June 19, 20264 min read

Une femme sur dix. Encore. Comme pour le SOPK, les chiffres de l'endométriose donnent le vertige — et le délai diagnostic moyen de sept ans donne envie de faire quelque chose. Ces sept années pendant lesquelles une femme souffre, consulte, se voit dire que "c'est normal d'avoir mal" ou qu'elle "exagère", représentent sept ans de douleurs non comprises, non traitées, non accompagnées.

En tant que thérapeute, vous ne posez pas le diagnostic. Mais vous pouvez changer la vie de ces patientes.
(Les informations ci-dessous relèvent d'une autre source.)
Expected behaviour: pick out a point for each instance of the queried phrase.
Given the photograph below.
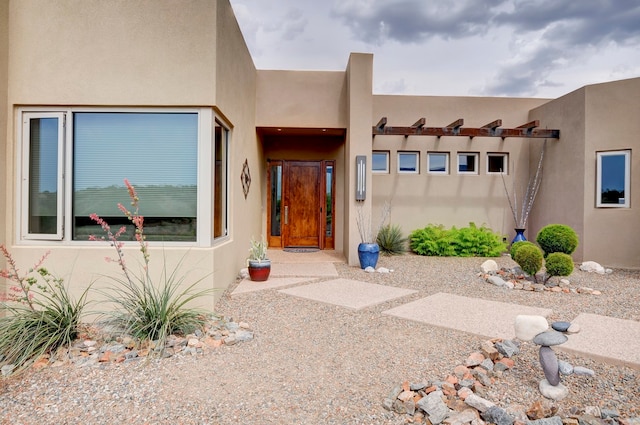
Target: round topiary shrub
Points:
(516, 245)
(559, 264)
(529, 258)
(557, 238)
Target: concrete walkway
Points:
(603, 338)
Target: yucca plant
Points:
(39, 314)
(145, 309)
(391, 240)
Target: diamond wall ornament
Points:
(245, 178)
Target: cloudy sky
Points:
(527, 48)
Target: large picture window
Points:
(613, 176)
(156, 150)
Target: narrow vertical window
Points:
(613, 177)
(380, 162)
(276, 199)
(408, 162)
(497, 163)
(43, 149)
(468, 163)
(438, 163)
(220, 195)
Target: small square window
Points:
(438, 163)
(408, 162)
(380, 162)
(497, 163)
(613, 179)
(467, 163)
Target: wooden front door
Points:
(301, 204)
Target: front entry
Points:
(300, 204)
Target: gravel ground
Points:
(323, 364)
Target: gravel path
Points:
(322, 364)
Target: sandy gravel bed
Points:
(323, 364)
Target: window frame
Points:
(477, 165)
(505, 162)
(204, 164)
(627, 178)
(416, 155)
(446, 163)
(386, 169)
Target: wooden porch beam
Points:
(420, 123)
(467, 132)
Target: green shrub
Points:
(432, 240)
(471, 241)
(516, 245)
(559, 264)
(39, 314)
(391, 240)
(148, 309)
(557, 238)
(529, 258)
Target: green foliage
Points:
(529, 258)
(145, 309)
(39, 314)
(559, 264)
(391, 240)
(471, 241)
(557, 238)
(258, 250)
(516, 245)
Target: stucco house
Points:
(92, 92)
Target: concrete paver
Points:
(607, 339)
(490, 319)
(348, 293)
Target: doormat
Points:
(301, 250)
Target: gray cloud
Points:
(548, 34)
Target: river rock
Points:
(550, 338)
(592, 267)
(528, 326)
(560, 326)
(549, 363)
(554, 392)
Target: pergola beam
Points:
(493, 129)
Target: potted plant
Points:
(368, 249)
(258, 264)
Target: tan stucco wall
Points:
(4, 181)
(561, 197)
(301, 99)
(96, 52)
(359, 110)
(594, 118)
(145, 53)
(420, 199)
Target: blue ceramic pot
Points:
(519, 236)
(368, 254)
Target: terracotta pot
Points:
(259, 270)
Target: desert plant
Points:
(145, 309)
(516, 245)
(391, 240)
(433, 240)
(557, 238)
(258, 250)
(464, 242)
(529, 258)
(559, 264)
(40, 315)
(368, 234)
(522, 210)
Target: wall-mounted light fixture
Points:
(361, 177)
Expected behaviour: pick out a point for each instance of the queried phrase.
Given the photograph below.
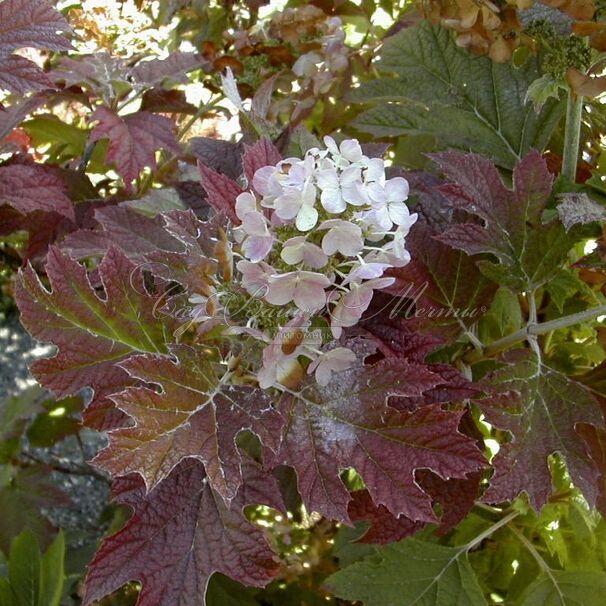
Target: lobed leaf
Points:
(541, 408)
(134, 140)
(30, 188)
(468, 102)
(529, 252)
(92, 329)
(349, 424)
(410, 572)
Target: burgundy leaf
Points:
(595, 438)
(456, 496)
(441, 288)
(262, 153)
(192, 417)
(92, 330)
(134, 140)
(179, 535)
(15, 114)
(23, 24)
(221, 191)
(129, 230)
(383, 526)
(29, 188)
(175, 66)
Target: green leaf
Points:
(410, 572)
(562, 588)
(24, 569)
(467, 101)
(52, 573)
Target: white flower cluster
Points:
(320, 67)
(316, 236)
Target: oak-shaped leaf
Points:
(441, 288)
(179, 535)
(134, 140)
(541, 408)
(134, 233)
(93, 329)
(25, 495)
(192, 416)
(221, 191)
(383, 527)
(28, 24)
(174, 67)
(348, 424)
(256, 156)
(509, 225)
(29, 188)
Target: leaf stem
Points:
(572, 135)
(491, 530)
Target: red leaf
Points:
(348, 424)
(222, 156)
(192, 417)
(262, 153)
(31, 23)
(151, 73)
(134, 140)
(23, 24)
(180, 534)
(221, 191)
(93, 331)
(29, 188)
(541, 408)
(20, 75)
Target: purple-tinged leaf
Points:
(92, 330)
(29, 188)
(193, 416)
(179, 535)
(224, 157)
(510, 228)
(134, 140)
(221, 192)
(383, 527)
(579, 209)
(348, 424)
(541, 408)
(262, 153)
(125, 228)
(441, 288)
(31, 24)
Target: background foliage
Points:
(123, 123)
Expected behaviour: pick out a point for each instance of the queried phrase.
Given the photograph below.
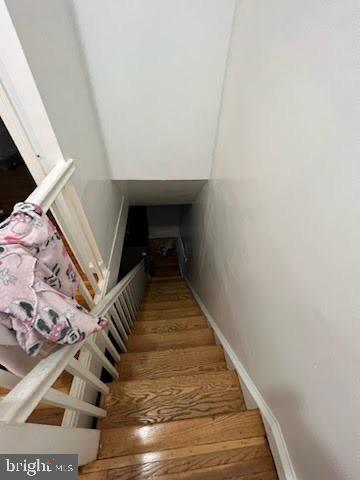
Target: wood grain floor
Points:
(176, 412)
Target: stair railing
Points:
(120, 306)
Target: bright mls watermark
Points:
(59, 466)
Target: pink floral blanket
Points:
(38, 283)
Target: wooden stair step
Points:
(175, 398)
(145, 315)
(167, 289)
(48, 414)
(169, 305)
(165, 341)
(170, 325)
(137, 439)
(213, 461)
(171, 363)
(167, 296)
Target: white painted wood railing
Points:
(120, 306)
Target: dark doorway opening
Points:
(16, 182)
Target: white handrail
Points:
(33, 388)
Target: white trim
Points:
(273, 429)
(116, 247)
(33, 438)
(117, 226)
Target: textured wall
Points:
(48, 36)
(274, 238)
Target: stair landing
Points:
(176, 412)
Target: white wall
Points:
(273, 240)
(157, 70)
(48, 36)
(163, 221)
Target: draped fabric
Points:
(38, 283)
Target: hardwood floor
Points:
(176, 412)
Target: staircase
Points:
(176, 411)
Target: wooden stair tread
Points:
(165, 341)
(168, 305)
(170, 325)
(174, 398)
(167, 363)
(172, 313)
(176, 412)
(240, 456)
(167, 296)
(137, 439)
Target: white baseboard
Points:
(275, 436)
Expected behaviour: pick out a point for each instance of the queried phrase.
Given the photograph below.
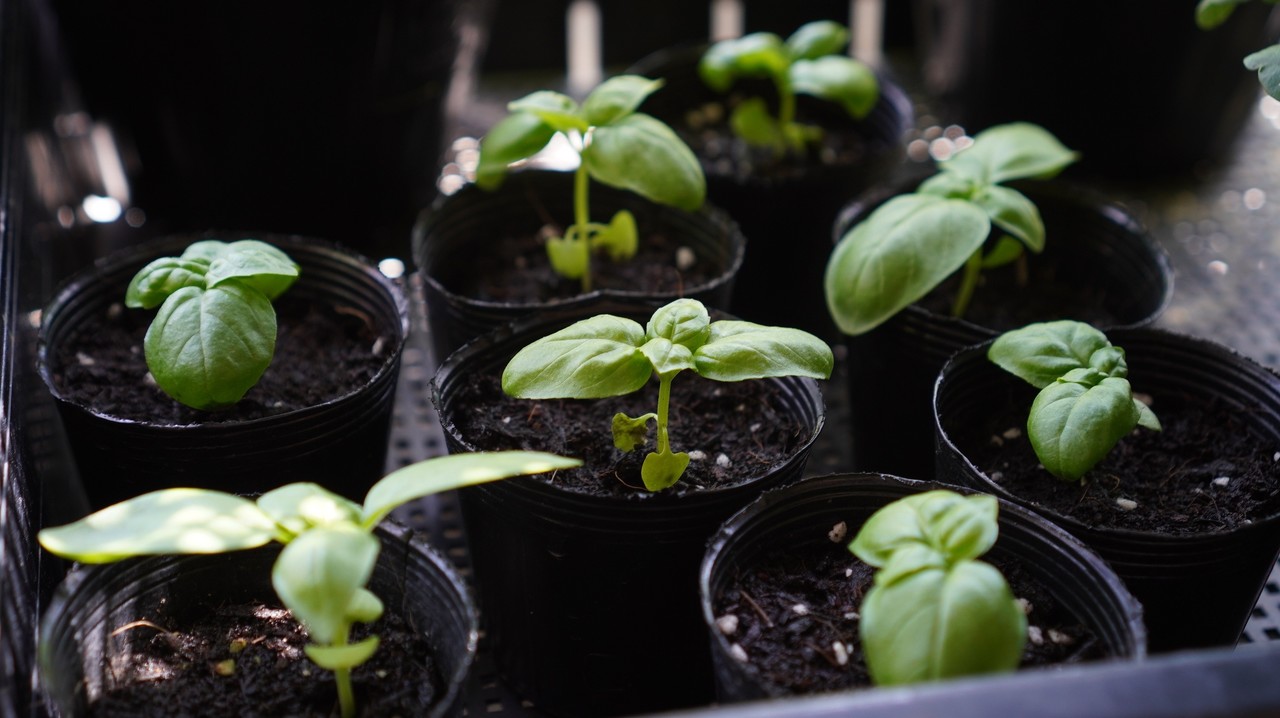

Parce que l'endométriose est, au fond, une maladie inflammatoire — et l'inflammation, c'est précisément là que vous pouvez agir.

Comprendre l'inflammation au cœur de l'endométriose

L'endométriose est caractérisée par la présence de tissu endométrial en dehors de l'utérus. Ce tissu, comme l'endomètre, répond aux hormones du cycle — il saigne, s'enflamme, adhère. Mais c'est l'environnement inflammatoire qui amplifie la douleur et favorise la progression de la maladie.

Deux mécanismes sont centraux. D'abord, les prostaglandines pro-inflammatoires (PGE2), produites en excès dans l'endométriose, amplifient la douleur et favorisent la prolifération des lésions. Ces prostaglandines sont directement modulées par l'alimentation — les acides gras oméga-6 en excès les favorisent, les oméga-3 les réduisent.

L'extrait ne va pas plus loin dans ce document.